Mais vous conviendrez probablement que plus le volume de recherche est élevé, plus il est probable que la concurrence soit forte.
Par exemple, des mots-clés tels que « prêt », « assurance », « ordinateur portable », « immobilier », etc. sont extrêmement concurrentiels, car les premières positions sont occupées par de grandes entreprises disposant de budgets importants. Il est très difficile pour un petit, voire un moyen site web, de se positionner sur ces mots-clés.
À ce stade, la différence ne se fait plus grâce à l’optimisation SEO, mais grâce à l’autorité du site web.
C’est pourquoi nous devons évaluer non seulement le volume de recherche, mais également la difficulté de positionnement.
Trafic non pertinent
Très souvent, un volume de recherche important n’apporte aucune valeur commerciale.
Par exemple, comparons deux mots-clés : « qu’est-ce que le Bitcoin » et « acheter du Bitcoin ». Le premier aura un volume de recherche plus élevé, car les utilisateurs s’intéressent simplement au sujet. Le second enregistrera une demande plus faible, mais présentera une probabilité de conversion beaucoup plus élevée.
Il en va de même dans d’autres secteurs.
« Qu’est-ce que le SEO ? » contre « commander un audit SEO ? »
Il est évident que la requête « qu’est-ce que le SEO » sera consultée par un débutant qui souhaite découvrir le secteur, tandis que la requête « commander un audit SEO » sera utilisée par un propriétaire d’entreprise qui recherche déjà un service, et ainsi de suite.
Concentrez-vous donc sur les mots-clés précis.
Un autre point mérite d’être souligné : un volume de recherche élevé n’est pas un objectif en soi.

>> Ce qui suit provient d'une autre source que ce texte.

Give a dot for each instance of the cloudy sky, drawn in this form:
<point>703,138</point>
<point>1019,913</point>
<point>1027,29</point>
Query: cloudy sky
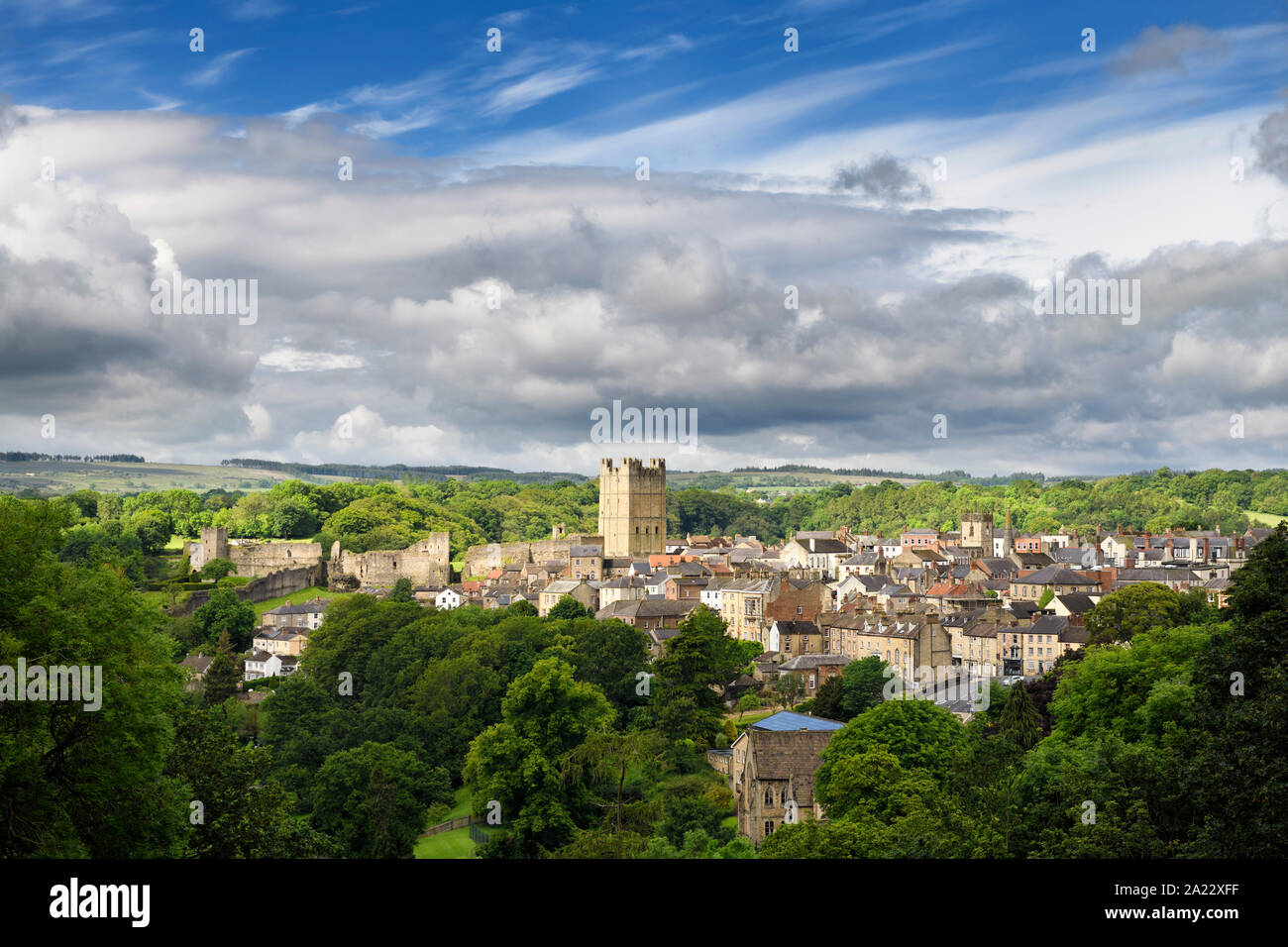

Il est important de comprendre qui recherche la requête, pourquoi l’utilisateur la saisit, quelle sera la difficulté de positionnement pour ce mot-clé, combien de clics resteront après toutes les fonctionnalités des SERP de Google et si ce trafic est réellement capable de nous apporter des clients.
D’où viennent les données sur le volume de recherche ?
Les débutants en SEO pensent parfois que les chiffres du volume de recherche sont des données exactes fournies par Google. En réalité, ce n’est absolument pas le cas.
Google en sait plus que n’importe qui
Bien sûr, la principale source de données sur la demande de recherche est Google, qui traite des milliards de recherches chaque jour et dispose des statistiques les plus précises possibles.
Mais Google ne souhaite pas rendre ces données publiques.
De nombreux spécialistes obtiennent leurs informations via Google Keyword Planner. Cependant, Google Keyword Planner a été créé principalement pour les annonceurs.
Cet outil permet d’estimer la popularité d’un mot-clé avant de lancer une campagne publicitaire.
Les données de Keyword Planner présentent toutefois certaines limites.
Premièrement, Google regroupe très souvent les mots-clés similaires en un seul groupe.
Deuxièmement, de nombreuses métriques sont présentées sous forme de fourchettes arrondies. Au lieu de valeurs exactes, vous verrez souvent des fourchettes telles que 100–1 000, 1 000–10 000 ou 10 000–100 000 recherches par mois.
Alors, comment fonctionnent Ahrefs, SEMrush, KeywordStat et les autres outils SEO ?
Les plateformes populaires utilisent leurs propres méthodes pour calculer le volume de recherche.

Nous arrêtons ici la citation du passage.